At least this is how it is meant to be in the natural world. With the advent of the modern state, the natural order has been upset by the appropriation of the purpose of parents. Thanks to the state’s alliance with the intellectual and academic class, as described by Murray Rothbard in Anatomy of the State, this is made possible as “intellectual” arguments are made for the state and taught to the public.

This alliance’s effects are seen through the public education system’s widespread and encroaching takeover of the narrative in the battle for the minds of our children through their pro-state narratives on history, economics, and politics. Our children are increasingly raised and taught by those outside the family unit. Kids, on average, start primary school as early as 6, but with the popularity of pre-School, the introduction of the state’s narrative is starting as early as 3 years old.

Children have begun spending more and more time in government schools than at home, interacting with their parents less and less. This has caused teachers and school staff, not parents, to become the ones instilling values and beliefs in children. Do you think any of those would be towards questioning or even opposing the state?

This trend is not only troublesome towards combating the state but the actual success of our children. Even academic literature admits that parents play a crucial role as children’s primary educators and catalysts for success. It is no wonder that our educational output has been getting worse as the state has grown as a part of children’s lives.
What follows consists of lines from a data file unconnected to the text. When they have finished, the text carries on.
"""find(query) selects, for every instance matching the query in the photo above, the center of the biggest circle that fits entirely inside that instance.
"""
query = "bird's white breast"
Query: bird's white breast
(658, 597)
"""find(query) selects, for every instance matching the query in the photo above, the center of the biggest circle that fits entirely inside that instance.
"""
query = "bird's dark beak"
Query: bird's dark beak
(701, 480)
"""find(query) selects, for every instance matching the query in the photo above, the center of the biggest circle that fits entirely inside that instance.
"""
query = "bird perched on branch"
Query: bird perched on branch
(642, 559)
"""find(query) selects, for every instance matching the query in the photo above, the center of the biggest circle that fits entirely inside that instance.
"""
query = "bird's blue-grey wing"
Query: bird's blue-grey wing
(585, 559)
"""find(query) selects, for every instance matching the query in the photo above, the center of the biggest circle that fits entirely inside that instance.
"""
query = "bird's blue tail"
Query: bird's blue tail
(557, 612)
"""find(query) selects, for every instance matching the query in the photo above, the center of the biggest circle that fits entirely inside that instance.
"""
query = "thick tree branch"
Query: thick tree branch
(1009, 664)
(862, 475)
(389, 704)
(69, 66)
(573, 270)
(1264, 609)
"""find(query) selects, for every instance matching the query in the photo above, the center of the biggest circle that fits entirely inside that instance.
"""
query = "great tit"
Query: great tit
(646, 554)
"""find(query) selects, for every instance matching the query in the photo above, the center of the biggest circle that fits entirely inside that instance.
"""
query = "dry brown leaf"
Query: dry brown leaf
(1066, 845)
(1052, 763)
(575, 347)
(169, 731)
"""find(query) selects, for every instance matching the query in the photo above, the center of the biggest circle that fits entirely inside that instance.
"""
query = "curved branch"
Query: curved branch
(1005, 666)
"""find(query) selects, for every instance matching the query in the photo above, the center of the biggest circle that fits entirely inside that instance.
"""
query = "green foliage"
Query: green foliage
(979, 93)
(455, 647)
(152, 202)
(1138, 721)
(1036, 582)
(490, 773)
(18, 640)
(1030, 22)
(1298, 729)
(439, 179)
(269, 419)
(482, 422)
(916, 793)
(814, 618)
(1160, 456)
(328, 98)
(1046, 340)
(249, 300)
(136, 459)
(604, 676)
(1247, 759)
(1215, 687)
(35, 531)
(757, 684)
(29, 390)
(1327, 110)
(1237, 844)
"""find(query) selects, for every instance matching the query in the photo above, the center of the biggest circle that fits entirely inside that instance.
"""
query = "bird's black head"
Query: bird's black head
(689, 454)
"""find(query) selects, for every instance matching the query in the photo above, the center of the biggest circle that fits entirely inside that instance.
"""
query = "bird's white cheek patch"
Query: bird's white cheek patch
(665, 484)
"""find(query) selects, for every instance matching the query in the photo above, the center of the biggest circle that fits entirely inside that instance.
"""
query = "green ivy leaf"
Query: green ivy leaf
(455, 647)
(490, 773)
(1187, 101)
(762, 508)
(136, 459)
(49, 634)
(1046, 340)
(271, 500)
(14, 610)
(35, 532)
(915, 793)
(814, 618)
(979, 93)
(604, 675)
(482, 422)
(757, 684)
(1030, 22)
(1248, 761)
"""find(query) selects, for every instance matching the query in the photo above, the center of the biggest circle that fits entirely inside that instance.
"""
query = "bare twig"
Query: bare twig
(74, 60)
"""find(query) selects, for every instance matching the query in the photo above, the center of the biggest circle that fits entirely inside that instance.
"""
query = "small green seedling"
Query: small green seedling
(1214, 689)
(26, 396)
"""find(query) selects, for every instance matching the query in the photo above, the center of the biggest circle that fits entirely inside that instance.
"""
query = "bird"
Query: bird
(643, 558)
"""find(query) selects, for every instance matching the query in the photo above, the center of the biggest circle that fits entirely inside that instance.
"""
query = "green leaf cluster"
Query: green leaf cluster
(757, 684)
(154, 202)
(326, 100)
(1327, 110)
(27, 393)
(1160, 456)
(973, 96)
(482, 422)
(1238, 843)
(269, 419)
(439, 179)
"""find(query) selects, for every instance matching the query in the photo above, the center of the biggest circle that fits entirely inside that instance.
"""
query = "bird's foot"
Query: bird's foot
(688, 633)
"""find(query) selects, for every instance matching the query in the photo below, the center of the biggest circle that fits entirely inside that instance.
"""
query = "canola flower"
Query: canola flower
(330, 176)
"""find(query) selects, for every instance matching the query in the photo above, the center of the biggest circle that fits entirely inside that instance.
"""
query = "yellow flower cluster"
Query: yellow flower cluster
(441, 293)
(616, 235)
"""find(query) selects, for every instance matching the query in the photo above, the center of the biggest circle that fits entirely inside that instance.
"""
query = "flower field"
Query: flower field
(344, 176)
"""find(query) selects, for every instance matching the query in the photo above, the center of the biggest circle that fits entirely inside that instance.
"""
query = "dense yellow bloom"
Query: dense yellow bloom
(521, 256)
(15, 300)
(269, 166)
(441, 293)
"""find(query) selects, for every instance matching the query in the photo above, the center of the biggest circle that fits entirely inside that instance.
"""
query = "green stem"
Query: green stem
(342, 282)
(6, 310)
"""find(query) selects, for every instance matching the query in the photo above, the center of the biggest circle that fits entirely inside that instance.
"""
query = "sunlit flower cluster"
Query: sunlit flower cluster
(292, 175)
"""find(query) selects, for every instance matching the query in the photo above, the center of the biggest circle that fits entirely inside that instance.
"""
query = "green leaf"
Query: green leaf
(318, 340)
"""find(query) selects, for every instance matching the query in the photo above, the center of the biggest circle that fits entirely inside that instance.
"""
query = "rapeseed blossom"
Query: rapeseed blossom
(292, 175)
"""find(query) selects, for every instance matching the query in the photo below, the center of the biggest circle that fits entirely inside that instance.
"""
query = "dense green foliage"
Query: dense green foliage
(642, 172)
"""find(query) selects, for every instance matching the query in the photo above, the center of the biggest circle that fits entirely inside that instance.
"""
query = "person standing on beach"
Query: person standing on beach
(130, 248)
Yet state-funded education continues to move further and further towards policies that cut parents out of the picture. Contrary to Public Education advocates narrative, Education spending by the federal, state, and local governments has been increasing according to the numbers they provide on the issue. As previously established despite the constant increases in spending educational output still has been getting worse. This is exactly because the expansion of the Education system is not actually about facilitating success for students but further subverting the role of the family and further implanting the idea that the state is necessary and good in the minds of the public.

The greatest evidence for such lies in the emphasis placed on secondary education. More people than ever are attending college now, with attendance rates increasing every year despite continual price increases. Many educators will push this as the “only option” or the “only good option,” even integrating it into the curriculum through Senior college essays and other programs. The reality is that they are wrong about it being “the only option” as several others exist, such as trade jobs that can often yield higher incomes than jobs out of a college degree.

The system itself can be supplanted by putting students directly into the jobs of the desired career as Economist Bryan Caplan explains in his book The Case Against Education: Why the Education System is a Waste of Time and Money. He establishes that the main purpose of all schooling, especially Secondary Education, is to prepare individuals to be good employees by creating a signaling device, a degree, that says that person shows up, does what they are told, and shows some level of competence. What Caplan points out though is that jobs themselves are signaling devices that show this and are more efficient by actually creating goods and services and giving career-specific knowledge rather than generalities and theoretical ideas.

This inefficiency is not one of incompetency, but a purposeful one that directs the public away from private institutions, such as the family, to state institutions to do as Rothbard described “make the arguments for the state’s existence”. This is something that could not be accomplished if the family was not subverted from early on by funneling children into what can only be described as an “educational prison” that the intellectual and academic class use to disseminate pro-state arguments that make them valuable to the state.

This is the reality of the bloated education system which encourages dependence on the state. Something it has had immense success in as expansions of government authority has become increasingly popular among younger people in the form of socialism or progressivism. A purposeful tactic that is no better seen than a perfect representative of the state and Intellectual class’s relationship in Karl Marx who wrote on the need to “abolish the family” and how the state “did the job for them.” and is doing as we speak.